La scelta della città di Sanremo
Il Festival di Sanremo si svolge ogni anno al Teatro Ariston, nella città di Sanremo. Giunto alla 76ª edizione, il Festival nasce nel 1951, negli ultimi mesi della Seconda guerra mondiale. Promosso dall’EIAR – poi diventata RAI – aveva l’obiettivo di celebrare la canzone italiana come forma d’arte popolare, promuovendo nuovi brani, lanciando artisti emergenti e fidelizzando un pubblico che cercava di ritrovare un’identità culturale e nazionale. Grazie alla radio, mezzo di comunicazione più diffuso all’epoca, milioni di italiani poterono partecipare e sentirsi parte di un evento collettivo.

Prima edizione del Festival di Sanremo (1951).
Foto: mondi.it
La scelta di Sanremo non fu casuale. La città era già una rinomata meta turistica frequentata dall’aristocrazia e dall’alta borghesia italiana ed europea. Disponeva di alberghi eleganti e infrastrutture adeguate a ospitare un notevole afflusso di visitatori, offrendo al Festival un’immagine raffinata e cosmopolita. Inoltre, la fama di Sanremo come “Città dei Fiori” evocava un’idea di rinascita, bellezza ed eleganza, particolarmente significativa in un periodo delicato come il dopoguerra.
L’evoluzione del Festival e del brand turistico “Sanremo”
La prima edizione si tenne negli ultimi tre giorni di gennaio del 1951 al Casinò di Sanremo, luogo esclusivo e perfettamente organizzato per ospitare uno spettacolo di questo tipo. Inizialmente il Festival era solo radiofonico; nel 1955, con l’arrivo della televisione, si trasformò in un grande evento di massa. Nel 1977 si trasferì definitivamente al Teatro Ariston, che ancora oggi rappresenta la sua sede ufficiale.

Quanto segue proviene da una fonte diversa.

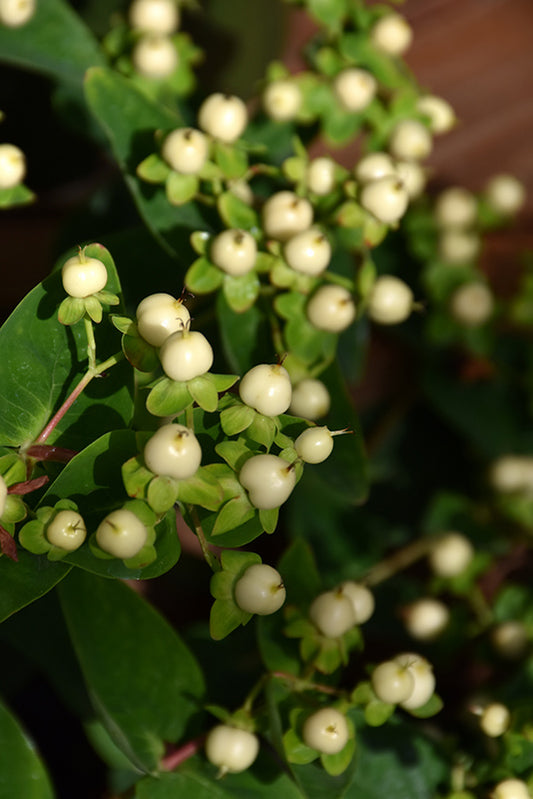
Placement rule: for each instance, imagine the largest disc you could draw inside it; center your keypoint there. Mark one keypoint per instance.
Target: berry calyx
(266, 388)
(234, 251)
(223, 116)
(185, 150)
(66, 530)
(231, 749)
(326, 731)
(260, 590)
(173, 451)
(185, 355)
(159, 315)
(268, 479)
(121, 534)
(83, 276)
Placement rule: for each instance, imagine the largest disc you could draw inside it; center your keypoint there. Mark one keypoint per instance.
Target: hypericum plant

La 27ª edizione del Festival di Sanremo, prima ad essere trasmessa in televisione.
Foto: lampoonmagazine.it
Dal 1951 a oggi il Festival di Sanremo è cresciuto fino a diventare un appuntamento di grande rilievo internazionale. Numerosi brani presentati sul suo palco hanno raggiunto un successo mondiale, come “Nel blu dipinto di blu (Volare)” di Domenico Modugno (1958) e “Sarà perché ti amo” dei Ricchi e Poveri (1981), diventati simboli della musica italiana nel mondo.
Allo stesso tempo, il Festival ha ospitato grandi star internazionali, contribuendo ad accrescere ulteriormente la sua visibilità globale. Tra gli ospiti più iconici si ricordano i Queen nel 1984, David Bowie nel 1997 e gli One Direction nel 2014. La loro presenza ha rafforzato la dimensione internazionale dell’evento, rendendolo non solo una celebrazione della canzone italiana, ma anche un palcoscenico riconosciuto a livello mondiale.

David Bowie durante la sua performance sul palco dell’Ariston (1997).
Foto: David Bowie Italia
Il Festival ha consolidato l’immagine turistica della città, trasformando Sanremo nel simbolo della musica italiana. La vocazione floricola era già parte della sua identità, ma con il Festival i fiori sono diventati elemento scenografico e simbolico centrale: decorano il palco, arricchiscono gli allestimenti e vengono tradizionalmente donati agli artisti al termine delle esibizioni. Un gesto che celebra Sanremo non solo come capitale della canzone italiana, ma anche come autentica “Città dei Fiori”.